- Fougeron Architecture
- Big Sur
This three-bedroom house is a vacation home for a family and their children. Located on a spectacular site in the south Coast of Big Sur, this house pays homage to the natural beauty and power of this California landscape. The overall design strategy is one of imbedding the building in the land, creating a structure that is inseparable from its context. The design reinterprets the organic architectural vocabulary of Big Sur houses built in the 50's and 60's.

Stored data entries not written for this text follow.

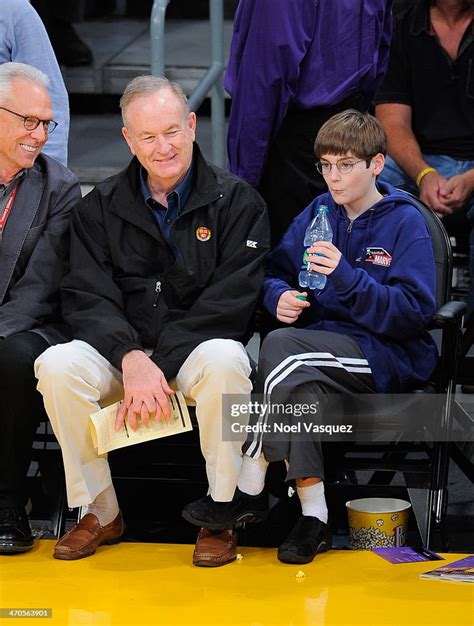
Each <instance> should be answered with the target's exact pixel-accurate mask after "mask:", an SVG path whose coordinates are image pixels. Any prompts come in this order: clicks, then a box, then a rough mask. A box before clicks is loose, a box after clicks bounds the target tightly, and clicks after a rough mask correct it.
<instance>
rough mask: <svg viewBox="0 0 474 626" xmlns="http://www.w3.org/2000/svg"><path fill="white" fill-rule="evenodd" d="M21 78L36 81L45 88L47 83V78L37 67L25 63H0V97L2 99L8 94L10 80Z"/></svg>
mask: <svg viewBox="0 0 474 626" xmlns="http://www.w3.org/2000/svg"><path fill="white" fill-rule="evenodd" d="M15 78H22V79H24V80H29V81H31V82H32V83H36V84H37V85H39V86H40V87H44V88H45V89H46V88H47V87H48V85H49V78H48V77H47V76H46V74H45V73H44V72H42V71H41V70H39V69H38V68H37V67H33V66H32V65H27V64H26V63H3V64H1V65H0V99H1V100H4V99H5V98H6V97H7V96H9V95H10V91H11V86H12V81H13V80H14V79H15Z"/></svg>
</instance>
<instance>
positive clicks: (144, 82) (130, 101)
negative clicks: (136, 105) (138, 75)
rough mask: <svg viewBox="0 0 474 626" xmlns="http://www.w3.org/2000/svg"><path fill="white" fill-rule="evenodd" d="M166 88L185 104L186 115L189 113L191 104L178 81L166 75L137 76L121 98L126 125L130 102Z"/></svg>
mask: <svg viewBox="0 0 474 626" xmlns="http://www.w3.org/2000/svg"><path fill="white" fill-rule="evenodd" d="M164 89H168V90H169V91H172V92H173V93H174V94H175V95H176V97H177V98H178V99H179V100H180V101H181V103H182V104H183V110H184V115H185V116H188V115H189V104H188V99H187V98H186V94H185V93H184V91H183V89H182V88H181V86H180V85H178V83H174V82H172V81H170V80H168V79H167V78H165V77H164V76H152V75H147V76H137V77H136V78H134V79H133V80H131V81H130V82H129V83H128V85H127V86H126V87H125V91H124V92H123V96H122V97H121V98H120V109H121V110H122V119H123V123H124V125H125V126H126V125H127V122H126V120H125V112H126V110H127V107H128V106H129V104H131V103H132V102H133V101H134V100H136V99H137V98H142V97H143V96H148V95H151V94H154V93H158V92H160V91H162V90H164Z"/></svg>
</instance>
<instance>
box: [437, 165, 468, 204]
mask: <svg viewBox="0 0 474 626" xmlns="http://www.w3.org/2000/svg"><path fill="white" fill-rule="evenodd" d="M473 191H474V170H469V171H468V172H464V174H458V175H457V176H453V177H452V178H450V179H449V180H447V181H446V183H445V184H444V185H442V187H441V189H440V196H441V198H442V200H443V202H444V203H445V204H446V205H447V206H448V207H450V209H452V211H454V210H456V209H461V208H462V207H463V206H465V205H466V204H467V201H468V200H469V197H470V196H471V194H472V193H473Z"/></svg>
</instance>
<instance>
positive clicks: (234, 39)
mask: <svg viewBox="0 0 474 626" xmlns="http://www.w3.org/2000/svg"><path fill="white" fill-rule="evenodd" d="M391 5H392V0H240V2H239V6H238V8H237V13H236V15H235V20H234V33H233V38H232V45H231V51H230V58H229V63H228V66H227V71H226V75H225V81H224V86H225V88H226V90H227V91H228V92H229V94H230V95H231V96H232V107H231V113H230V118H229V134H228V140H227V148H228V156H229V168H230V170H231V171H232V172H234V173H235V174H237V175H238V176H241V177H242V178H244V179H245V180H246V181H247V182H249V183H250V184H251V185H254V186H257V185H258V183H259V181H260V178H261V175H262V172H263V167H264V164H265V161H266V157H267V152H268V146H269V143H270V141H271V139H272V138H273V137H274V136H275V134H276V132H277V131H278V129H279V128H280V126H281V124H282V121H283V118H284V117H285V115H286V112H287V111H288V108H289V107H290V106H291V107H296V108H300V109H310V108H314V107H318V106H327V105H331V104H337V103H339V102H341V100H344V99H345V98H347V97H348V96H350V95H355V94H357V93H362V94H363V96H364V97H365V99H366V102H367V104H370V103H371V102H372V99H373V96H374V94H375V92H376V90H377V87H378V85H379V83H380V81H381V79H382V78H383V75H384V73H385V69H386V67H387V63H388V53H389V45H390V39H391V33H392V18H391Z"/></svg>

The site offers plunging views a 250' foot drop to the Pacific Ocean both along the bluff and the western exposure. The house--a long thin volume -- conforms and deforms to the natural contours of the land and the geometries of the bluff. The main body of the house is composed of two rectangular boxes connected by an all glass room; a one-story concrete wing placed perpendicular to the house includes bedrooms on the ground floor and a green roof. The house is cantilevered over the land 12' feet back from the bluff's edge, both to protect the delicate eco system of the cliff and to ensure the integrity and safety of the structure.
The lower volume is the master bedroom suite with a double cantilever over the bluff and the ground; it is a promontory above the ocean that captures the spectacular views with its floor to ceiling windows
The link between these two volumes is the glass library/den; it is the hearth of the house, a room that unites the house inside and out both with its geometry and its transparency.

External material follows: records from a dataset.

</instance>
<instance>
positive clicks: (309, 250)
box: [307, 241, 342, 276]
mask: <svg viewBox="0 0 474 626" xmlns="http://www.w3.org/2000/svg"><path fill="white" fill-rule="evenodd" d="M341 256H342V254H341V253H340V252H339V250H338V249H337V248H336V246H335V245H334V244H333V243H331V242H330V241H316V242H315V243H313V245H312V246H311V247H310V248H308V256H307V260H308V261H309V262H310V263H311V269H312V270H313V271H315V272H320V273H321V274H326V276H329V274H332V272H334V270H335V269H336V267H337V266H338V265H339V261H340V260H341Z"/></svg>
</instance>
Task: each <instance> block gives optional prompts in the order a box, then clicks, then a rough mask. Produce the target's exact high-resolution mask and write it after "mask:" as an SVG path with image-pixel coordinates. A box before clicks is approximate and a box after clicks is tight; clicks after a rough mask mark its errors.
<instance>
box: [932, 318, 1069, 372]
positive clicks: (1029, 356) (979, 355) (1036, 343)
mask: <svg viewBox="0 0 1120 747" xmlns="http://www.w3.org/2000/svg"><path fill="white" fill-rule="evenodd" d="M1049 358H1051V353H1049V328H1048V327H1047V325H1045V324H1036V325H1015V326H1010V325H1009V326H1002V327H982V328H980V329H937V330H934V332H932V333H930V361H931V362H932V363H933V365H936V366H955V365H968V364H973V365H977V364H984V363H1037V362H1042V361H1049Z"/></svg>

The main is at the top of the site, with the living spaces unfolding from the most public to the most private. The living room kitchen and dining room are an open plan with subtle changes in levels and roof planes to differentiate the various functions.

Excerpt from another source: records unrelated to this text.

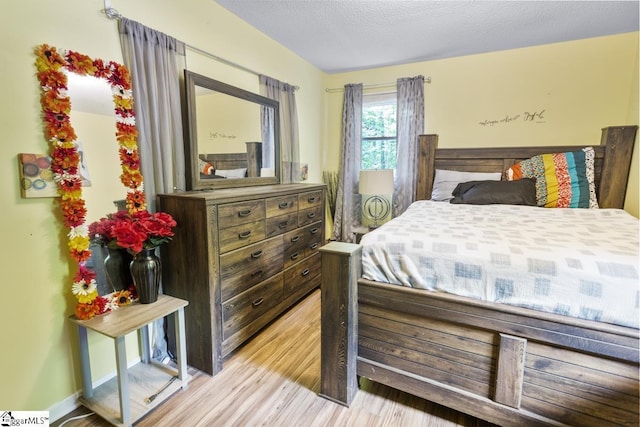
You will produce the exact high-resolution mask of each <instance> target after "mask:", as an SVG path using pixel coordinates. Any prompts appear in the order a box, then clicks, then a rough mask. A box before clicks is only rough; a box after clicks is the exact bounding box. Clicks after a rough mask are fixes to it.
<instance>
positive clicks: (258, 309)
mask: <svg viewBox="0 0 640 427" xmlns="http://www.w3.org/2000/svg"><path fill="white" fill-rule="evenodd" d="M324 203H325V186H324V185H323V184H283V185H268V186H255V187H241V188H232V189H231V188H230V189H222V190H212V191H194V192H185V193H174V194H161V195H158V210H162V211H165V212H168V213H170V214H171V215H172V216H173V217H174V218H175V220H176V222H177V223H178V225H177V227H176V228H175V236H174V238H173V240H172V241H171V242H170V243H169V244H166V245H162V249H161V250H162V286H163V292H164V293H165V294H168V295H172V296H175V297H178V298H182V299H186V300H188V301H189V305H188V307H187V309H186V310H185V318H186V335H187V362H188V364H189V365H190V366H193V367H195V368H198V369H200V370H202V371H204V372H207V373H209V374H212V375H214V374H216V373H217V372H219V371H220V370H221V369H222V363H223V359H224V357H226V356H227V355H229V354H230V353H231V352H232V351H233V350H234V349H236V348H237V347H238V346H239V345H241V344H242V343H243V342H245V341H246V340H248V339H249V338H251V336H252V335H254V334H255V333H256V332H257V331H259V330H260V329H261V328H262V327H264V326H265V325H266V324H267V323H269V322H270V321H271V320H273V319H274V318H275V317H277V316H278V315H279V314H281V313H282V312H283V311H285V310H286V309H287V308H289V307H291V306H292V305H293V304H295V303H296V302H297V301H299V300H300V299H301V298H302V297H304V296H305V295H306V294H308V293H309V292H310V291H312V290H313V289H315V288H317V287H319V286H320V271H321V263H320V253H319V251H318V249H319V248H320V246H322V245H323V244H324V242H325V238H324V226H325V224H324V213H325V205H324ZM171 335H172V331H169V340H170V345H171V341H172V339H173V338H172V336H171Z"/></svg>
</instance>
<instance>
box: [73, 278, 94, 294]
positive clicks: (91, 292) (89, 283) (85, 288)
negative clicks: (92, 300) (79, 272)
mask: <svg viewBox="0 0 640 427" xmlns="http://www.w3.org/2000/svg"><path fill="white" fill-rule="evenodd" d="M95 290H96V281H95V280H91V282H90V283H87V282H85V281H84V280H80V281H79V282H74V283H73V286H72V287H71V292H72V293H73V294H74V295H85V296H86V295H90V294H92V293H93V292H95Z"/></svg>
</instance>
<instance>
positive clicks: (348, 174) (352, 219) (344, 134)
mask: <svg viewBox="0 0 640 427" xmlns="http://www.w3.org/2000/svg"><path fill="white" fill-rule="evenodd" d="M362 92H363V86H362V84H360V83H359V84H348V85H345V87H344V104H343V108H342V158H341V160H340V169H339V170H338V191H337V195H336V214H335V219H334V223H333V239H334V240H337V241H341V242H351V243H353V242H354V241H355V233H354V231H353V229H354V228H355V227H357V226H358V224H359V222H360V210H361V208H360V194H358V174H359V172H360V165H361V163H362V159H361V158H362V152H361V150H362Z"/></svg>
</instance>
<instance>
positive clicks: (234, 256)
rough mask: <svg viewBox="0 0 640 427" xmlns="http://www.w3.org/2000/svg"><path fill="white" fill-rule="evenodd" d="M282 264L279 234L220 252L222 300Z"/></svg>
mask: <svg viewBox="0 0 640 427" xmlns="http://www.w3.org/2000/svg"><path fill="white" fill-rule="evenodd" d="M283 266H284V263H283V261H282V237H277V238H275V239H269V240H265V241H263V242H260V243H255V244H253V245H251V246H247V247H245V248H241V249H237V250H235V251H232V252H227V253H226V254H224V255H222V256H220V284H221V293H222V301H226V300H228V299H229V298H231V297H233V296H235V295H238V294H239V293H241V292H243V291H245V290H247V289H249V288H250V287H252V286H253V285H255V284H256V283H259V282H261V281H263V280H265V279H268V278H269V277H271V276H273V275H274V274H276V273H278V272H280V271H281V270H282V268H283Z"/></svg>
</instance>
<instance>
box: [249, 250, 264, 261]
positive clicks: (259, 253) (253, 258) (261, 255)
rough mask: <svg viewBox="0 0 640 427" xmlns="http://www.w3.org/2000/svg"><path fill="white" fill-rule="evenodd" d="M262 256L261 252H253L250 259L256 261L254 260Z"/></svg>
mask: <svg viewBox="0 0 640 427" xmlns="http://www.w3.org/2000/svg"><path fill="white" fill-rule="evenodd" d="M261 256H262V251H255V252H254V253H252V254H251V258H253V259H256V258H260V257H261Z"/></svg>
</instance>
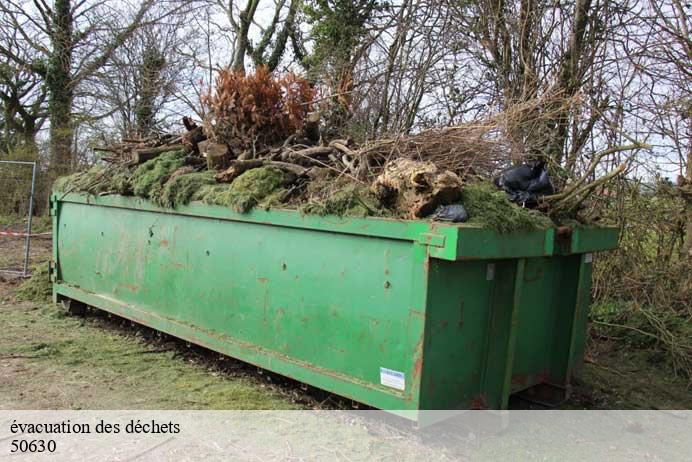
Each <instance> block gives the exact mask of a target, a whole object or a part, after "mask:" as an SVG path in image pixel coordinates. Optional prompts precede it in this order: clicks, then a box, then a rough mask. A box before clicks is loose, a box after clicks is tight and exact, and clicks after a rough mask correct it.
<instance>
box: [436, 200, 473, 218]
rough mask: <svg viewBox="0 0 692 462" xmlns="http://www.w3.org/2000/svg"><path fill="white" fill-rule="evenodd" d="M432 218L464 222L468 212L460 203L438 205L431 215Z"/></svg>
mask: <svg viewBox="0 0 692 462" xmlns="http://www.w3.org/2000/svg"><path fill="white" fill-rule="evenodd" d="M432 218H433V220H440V221H451V222H453V223H464V222H465V221H466V220H468V219H469V214H468V213H467V212H466V209H465V208H464V206H463V205H461V204H451V205H439V206H438V207H437V208H436V209H435V212H434V213H433V215H432Z"/></svg>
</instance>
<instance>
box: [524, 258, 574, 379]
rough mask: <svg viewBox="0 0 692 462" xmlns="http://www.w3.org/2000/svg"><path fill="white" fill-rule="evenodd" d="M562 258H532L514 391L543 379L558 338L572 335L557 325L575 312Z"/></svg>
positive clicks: (528, 267)
mask: <svg viewBox="0 0 692 462" xmlns="http://www.w3.org/2000/svg"><path fill="white" fill-rule="evenodd" d="M561 260H562V259H561V258H557V257H552V258H529V259H527V260H526V266H525V269H524V278H523V290H522V298H521V306H520V309H519V313H520V314H519V324H518V326H517V341H516V352H515V358H514V365H513V371H512V378H511V387H512V390H513V391H517V390H522V389H524V388H527V387H529V386H531V385H535V384H536V383H538V382H539V381H541V380H543V377H546V376H547V375H548V374H549V371H550V364H551V361H552V359H551V358H552V354H553V350H554V348H555V343H554V342H555V338H556V336H557V337H564V339H563V343H565V342H568V338H569V336H568V335H567V333H566V332H565V331H564V330H561V331H560V332H556V330H555V326H556V325H557V321H558V319H559V318H561V316H562V315H563V314H565V315H566V316H567V317H569V314H570V313H572V312H573V309H574V306H573V300H574V294H573V293H572V287H571V286H567V287H564V286H562V285H561V282H562V281H561V272H562V270H563V268H562V267H561Z"/></svg>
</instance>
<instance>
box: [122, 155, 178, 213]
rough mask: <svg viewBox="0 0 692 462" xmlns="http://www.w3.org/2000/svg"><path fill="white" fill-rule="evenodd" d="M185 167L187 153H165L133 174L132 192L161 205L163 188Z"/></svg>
mask: <svg viewBox="0 0 692 462" xmlns="http://www.w3.org/2000/svg"><path fill="white" fill-rule="evenodd" d="M184 165H185V151H182V150H181V151H170V152H165V153H163V154H161V155H159V156H158V157H156V158H154V159H151V160H148V161H146V162H144V163H143V164H142V165H140V166H139V167H138V168H137V170H135V172H134V173H133V174H132V180H131V182H132V192H133V193H134V195H135V196H139V197H144V198H147V199H151V200H152V201H154V202H157V203H159V202H160V200H161V196H162V195H163V186H164V184H165V183H166V182H167V181H168V179H169V178H170V176H171V175H172V174H173V172H175V171H176V170H178V169H179V168H180V167H182V166H184Z"/></svg>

The house has two main facades, the south one is clad in copper which wraps up the wall and over on the roof. Copper clad roof overhangs protect windows and the front door from the sun and the wind of the ocean. The façade to the north is made with different types of glass; clear expanses of glass open the house to the view while long strips of translucent channel glass dapple the light, playing of the shimmering surface of the ocean below and creating an ever-changing interior with a warm play of light and shadow throughout the day.
The design celebrates the views without making the house one big picture window. The interior is a shelter, a quiet contemplative space where one can escape the roughness and immense scale of the ocean and cliff.